Consider a wealthy individual with an equity portfolio of £100,000 that he manages himself. Let’s assume his portfolio outperforms a comparable index fund (tracking, say, the FTSE 100) by 2% a year, every year. In his first year the market rises 10% and his portfolio rises 12% so he has added £2,000 to his net worth. The question to be asked is how much of his time did it take to achieve that? If he devotes an hour a week to the task over a year and assuming he takes a few weeks off over Christmas and the summer it is reasonable to suppose he devoted 50 hours. That means he made £40 for each hour devoted to his portfolio. That is about £10 less than his market rate.
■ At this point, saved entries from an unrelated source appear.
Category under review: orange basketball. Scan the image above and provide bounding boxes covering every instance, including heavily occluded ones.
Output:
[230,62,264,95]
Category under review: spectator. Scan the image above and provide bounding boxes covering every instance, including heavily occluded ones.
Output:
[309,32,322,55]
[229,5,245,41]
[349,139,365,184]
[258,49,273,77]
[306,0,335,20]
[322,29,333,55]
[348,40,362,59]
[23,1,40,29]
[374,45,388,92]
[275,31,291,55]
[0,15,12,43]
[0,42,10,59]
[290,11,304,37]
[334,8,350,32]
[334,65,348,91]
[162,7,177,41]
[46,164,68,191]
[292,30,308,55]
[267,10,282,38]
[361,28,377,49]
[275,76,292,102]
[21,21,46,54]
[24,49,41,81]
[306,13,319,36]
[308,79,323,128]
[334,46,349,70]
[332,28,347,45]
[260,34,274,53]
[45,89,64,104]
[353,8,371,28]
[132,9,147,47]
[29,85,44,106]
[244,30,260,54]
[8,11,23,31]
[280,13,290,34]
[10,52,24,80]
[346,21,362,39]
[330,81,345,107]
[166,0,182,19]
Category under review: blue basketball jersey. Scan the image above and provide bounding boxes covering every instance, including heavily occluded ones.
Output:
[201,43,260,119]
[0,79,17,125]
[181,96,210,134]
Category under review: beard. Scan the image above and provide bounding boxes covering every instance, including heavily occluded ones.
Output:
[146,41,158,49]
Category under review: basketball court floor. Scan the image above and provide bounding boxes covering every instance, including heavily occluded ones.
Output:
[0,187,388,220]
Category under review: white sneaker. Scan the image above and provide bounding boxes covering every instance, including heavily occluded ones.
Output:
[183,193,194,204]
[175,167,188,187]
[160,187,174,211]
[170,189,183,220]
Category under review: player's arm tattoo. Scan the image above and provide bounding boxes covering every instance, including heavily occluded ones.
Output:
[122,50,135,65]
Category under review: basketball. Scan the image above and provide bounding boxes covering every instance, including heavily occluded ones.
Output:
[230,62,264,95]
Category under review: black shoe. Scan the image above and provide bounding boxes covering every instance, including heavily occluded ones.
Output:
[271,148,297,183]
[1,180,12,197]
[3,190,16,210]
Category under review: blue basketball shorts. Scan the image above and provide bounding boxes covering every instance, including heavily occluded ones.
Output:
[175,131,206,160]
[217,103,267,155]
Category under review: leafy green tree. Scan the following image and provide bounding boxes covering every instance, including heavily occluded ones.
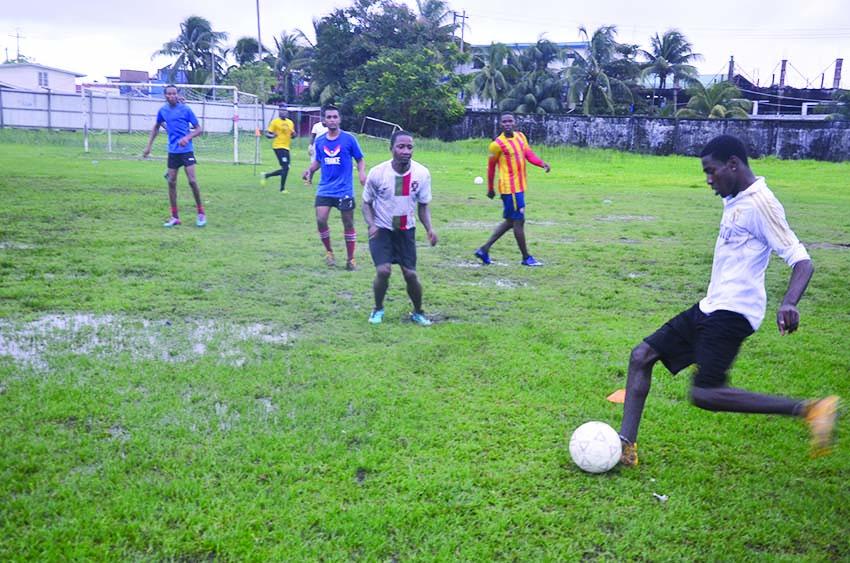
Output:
[823,89,850,120]
[467,43,517,109]
[308,0,465,106]
[564,26,633,115]
[676,81,752,118]
[346,47,465,137]
[153,16,228,84]
[222,62,276,103]
[641,29,701,111]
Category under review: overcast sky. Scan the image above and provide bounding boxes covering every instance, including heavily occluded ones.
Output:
[2,0,848,89]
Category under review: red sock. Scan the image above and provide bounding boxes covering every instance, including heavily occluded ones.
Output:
[171,207,179,218]
[197,204,204,214]
[344,229,356,261]
[319,228,332,252]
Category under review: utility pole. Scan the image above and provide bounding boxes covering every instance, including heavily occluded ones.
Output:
[834,59,843,89]
[452,10,468,53]
[9,28,25,62]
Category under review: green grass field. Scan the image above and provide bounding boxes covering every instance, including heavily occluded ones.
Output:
[1,130,849,562]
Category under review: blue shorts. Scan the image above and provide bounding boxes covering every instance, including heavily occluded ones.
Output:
[501,192,525,220]
[644,304,755,388]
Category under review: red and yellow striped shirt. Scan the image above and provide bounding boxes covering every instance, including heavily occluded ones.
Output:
[487,132,542,195]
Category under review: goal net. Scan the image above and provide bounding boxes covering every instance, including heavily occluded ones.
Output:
[360,116,403,140]
[80,83,262,164]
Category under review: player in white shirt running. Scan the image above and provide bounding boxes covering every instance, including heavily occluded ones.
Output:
[617,134,837,467]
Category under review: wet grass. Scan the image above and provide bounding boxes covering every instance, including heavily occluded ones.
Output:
[1,133,849,561]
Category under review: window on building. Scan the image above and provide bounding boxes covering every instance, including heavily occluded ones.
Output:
[38,71,48,88]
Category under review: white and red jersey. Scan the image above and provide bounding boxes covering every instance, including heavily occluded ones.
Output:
[699,177,810,330]
[363,160,432,231]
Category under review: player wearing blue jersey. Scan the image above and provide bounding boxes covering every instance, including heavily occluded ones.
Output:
[302,105,366,270]
[143,85,206,227]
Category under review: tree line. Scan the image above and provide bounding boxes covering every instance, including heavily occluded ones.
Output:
[153,0,848,136]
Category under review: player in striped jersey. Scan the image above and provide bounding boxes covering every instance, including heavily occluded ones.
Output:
[362,131,438,326]
[617,134,837,467]
[474,112,550,267]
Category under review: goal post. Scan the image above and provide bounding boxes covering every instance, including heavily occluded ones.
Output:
[361,116,403,140]
[80,83,262,164]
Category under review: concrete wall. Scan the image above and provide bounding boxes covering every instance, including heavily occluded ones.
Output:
[447,112,850,162]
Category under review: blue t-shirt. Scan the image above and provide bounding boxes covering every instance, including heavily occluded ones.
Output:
[156,103,199,154]
[314,131,364,198]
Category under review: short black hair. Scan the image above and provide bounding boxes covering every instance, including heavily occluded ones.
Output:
[390,130,413,147]
[500,111,514,118]
[700,134,749,166]
[165,84,178,92]
[321,104,339,117]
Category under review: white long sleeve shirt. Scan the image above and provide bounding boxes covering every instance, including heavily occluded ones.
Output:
[699,177,810,330]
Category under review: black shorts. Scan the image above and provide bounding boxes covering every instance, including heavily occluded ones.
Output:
[167,152,197,170]
[369,227,417,269]
[273,148,290,167]
[315,195,355,211]
[644,303,755,388]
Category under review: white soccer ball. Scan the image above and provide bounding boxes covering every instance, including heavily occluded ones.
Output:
[569,421,622,473]
[474,176,484,185]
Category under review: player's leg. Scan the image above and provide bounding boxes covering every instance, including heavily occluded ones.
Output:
[277,148,290,192]
[164,154,181,226]
[620,341,662,445]
[512,218,530,258]
[315,203,334,264]
[184,159,205,226]
[688,311,800,414]
[340,201,357,270]
[369,228,392,316]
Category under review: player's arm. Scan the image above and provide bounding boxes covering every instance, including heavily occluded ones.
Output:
[525,146,550,173]
[355,158,367,186]
[265,123,277,139]
[302,160,320,184]
[362,199,379,239]
[777,259,814,335]
[486,156,498,198]
[418,202,438,246]
[143,120,161,157]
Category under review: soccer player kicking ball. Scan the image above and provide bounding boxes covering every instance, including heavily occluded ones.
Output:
[617,134,837,467]
[143,85,206,227]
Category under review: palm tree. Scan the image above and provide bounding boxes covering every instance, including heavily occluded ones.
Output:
[563,26,633,115]
[153,16,228,84]
[467,43,517,109]
[232,37,263,66]
[500,71,565,114]
[269,31,311,101]
[676,81,752,118]
[641,30,701,112]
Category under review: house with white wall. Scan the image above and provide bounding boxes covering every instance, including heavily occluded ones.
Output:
[0,63,85,93]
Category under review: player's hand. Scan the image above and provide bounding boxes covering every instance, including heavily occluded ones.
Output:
[427,230,438,246]
[487,190,495,200]
[178,136,189,147]
[301,170,312,184]
[777,304,800,335]
[542,162,551,173]
[367,225,379,239]
[142,148,150,158]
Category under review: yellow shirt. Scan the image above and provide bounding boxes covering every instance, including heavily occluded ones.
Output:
[268,117,295,150]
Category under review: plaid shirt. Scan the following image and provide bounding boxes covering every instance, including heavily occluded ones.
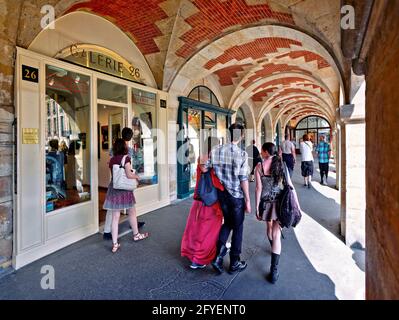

Implicit is these assumptions are three crucial factors. First that he always beats the market and secondly, that he does it on a net basis after his dealing costs and thirdly that his return is achieved at no higher risk than a tracker fund. If his superior return is only 1% more than the market his one hour a week drops to a net value of £20. Even to achieve that net return he will probably have to achieve an additional gain of 0.2% to cover dealing costs and stamp on the assumption he trades once a month and to cover the fixed costs for his brokerage account. More worrying is the risk he has incurred. Higher returns, especially from small portfolios, are usually generated by taking more risk. In a down year that means his losses are likely to be…
Hi McEssex, interesting post - essentially, you're arguing the case for efficient markets, ie. the efficent market hypothesis. This has been discussed at some length in the past - see http://www.stockopedia.com/content/re-efficient-market-hypothesis/32272 - and the general consensus here is that it's codswallop. Now the general consenus may be wrong, I accept (it often is - see below). Nevertheless, you will find many investors that frequent this site and other sites that are able to deliver returns well in excess of the market, perhaps not consistently but certainly more often than blind chance or random variance. How is that possible? It's because, even if stocks in the FTSE 100 are relatively liquid and efficiently priced, enormous inefficiencies do exist in the smaller end of the market. Taking advantage of them can be difficult with wide spreads, but nevertheless they do seem to be there. I'd rather taking my chances hunting for them than just blindly following the aggregated choices of a large group of fund managers, most of whom seem more interested in hogging out on fees rather than capital growth, via an index fund but that's a matter of preference.